Art is more than what meets the eye
October 19, 2022
In spending hours upon hours at the Dallas Museum of Art and walking through its many galleries, I bounce between worlds more rich than the summer breeze or sounds of the city outside. Dipping my toes into French waters through Monet’s “Poplars, Pink Effect” or coming face-to-face with Dallas’s racial history through Bowling’s “Winter Evening,” my perspective is unbound.
And I think that’s substantial: art’s very ability to take the viewer on brief excursions outside of time and space is noteworthy. At the DMA, my view isn’t confined by geographic boundaries, for I may peruse Parisian streets for the sheer pleasure of it or I can examine ancient Chinese brushstrokes to garner a deeper understanding of East Asian history and culture.
Oftentimes, art is dismissed as just a pretty thing to look at, but that discounts the subversive and evocative nature of the medium in the first place. Historically, artists have utilized visual art(painting, drawing, etc.)as a means to record events, offering historians a retrospective look into humanity. Think hieroglyphics.
Not only were these cave drawings, often carved on stone as a linguistic mechanism, but they also capture the religious and historical undergirdings of Ancient Egyptian society. Another instance of art being utilized as a historical measure of recording events is apparent in almost every Texas history textbook, The Surrender of Santa Anna by William Henry Huddle.
Most of us have seen the revered image of Antonio López de Santa Anna perched beneath a tree with a broken leg, but we see the piece as more than a detailed work of art. Students and teachers treat it as a historical artifact—a look into the past—through which they can learn and grasp a new understanding of the Battle of the Alamo.

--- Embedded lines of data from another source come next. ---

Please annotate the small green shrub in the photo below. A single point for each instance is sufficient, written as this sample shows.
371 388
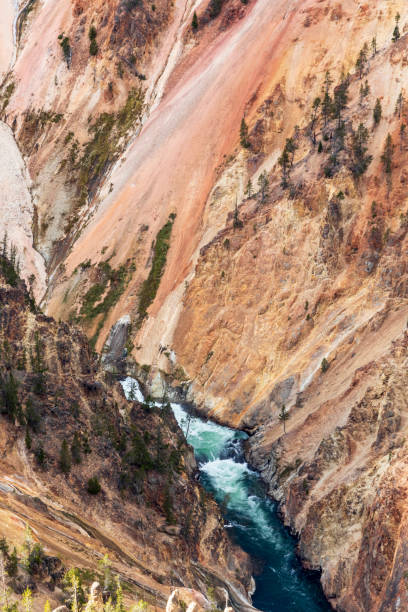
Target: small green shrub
151 284
93 486
324 365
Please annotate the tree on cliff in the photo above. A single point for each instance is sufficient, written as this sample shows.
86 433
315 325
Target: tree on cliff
194 23
362 60
360 159
315 108
284 416
396 33
340 98
65 458
263 184
377 113
243 134
386 157
364 91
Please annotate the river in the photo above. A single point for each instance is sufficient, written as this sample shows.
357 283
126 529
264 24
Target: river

This same methodology ought to be extended to all works of art by looking at them with a meticulous, analytical eye. That’s not to say every work of art is retrospective or a gateway into the past; some are just insight into the emotions, religion or political/social views of the artist, which are just as significant.

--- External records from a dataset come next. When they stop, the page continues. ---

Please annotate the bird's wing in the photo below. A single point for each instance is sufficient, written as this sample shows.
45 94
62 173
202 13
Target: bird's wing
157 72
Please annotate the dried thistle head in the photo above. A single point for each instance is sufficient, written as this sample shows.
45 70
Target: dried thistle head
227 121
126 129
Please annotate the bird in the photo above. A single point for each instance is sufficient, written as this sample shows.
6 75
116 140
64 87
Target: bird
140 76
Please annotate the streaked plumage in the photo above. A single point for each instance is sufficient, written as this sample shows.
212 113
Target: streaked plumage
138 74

These pieces of art, created for the emotional release of it all, are not solely pretty things to decorate your room or intone a museum either. Take Vincent Van Gogh. Each self portrait, still life and landscape he painted transports the viewer to southern France while introducing them to the stylistic norms of the era. While taking a long, absorbent look at “Starry Night” doesn’t reveal some underlying epic about France, it does substantiate the impressionist style that many artists maintained and expose a view of the French countryside inaccessible to many, whether geographically or financially.
Viewers witness culture, cuisine and tradition through the sense of sight; though it’s not as exciting as tasting a baguette in a quaint bakery or smelling French buttercream pervading busy streets, it’s sometimes the only look people can get of foreign destinations. A look all too unappreciated.
These trips to new worlds, cultures and ideas are everywhere, stored within the artwork hung on walls that people glance over and caper pass.
It is not limited to museums. Every scroll on social media, glimmer of a billboard in the car and minute watching/reading the news pertains to a bounty of art in many forms. From photographs to videos detailing the creative process, these stories and flickers of cultures worlds away are present. It just takes a willingness to dive into the position of the creator and take up their perspective, realize their views and empathize with their emotions.
In looking for craftsmanship and storytelling within blankets of paint layered like snow or crisp compositions in a photograph, there’s a trip to take and a welcome invitation. Whether it be aweing at the roof of the Sistine Chapel or smiling at a print of Murakami’s flowers, look deeper than the surface because art isn’t just a pretty thing to look at: it’s reflective of foreign worlds ready to be experienced.
And perhaps, you’ll learn to appreciate art just as much as I did roaming the vast halls of the DMA.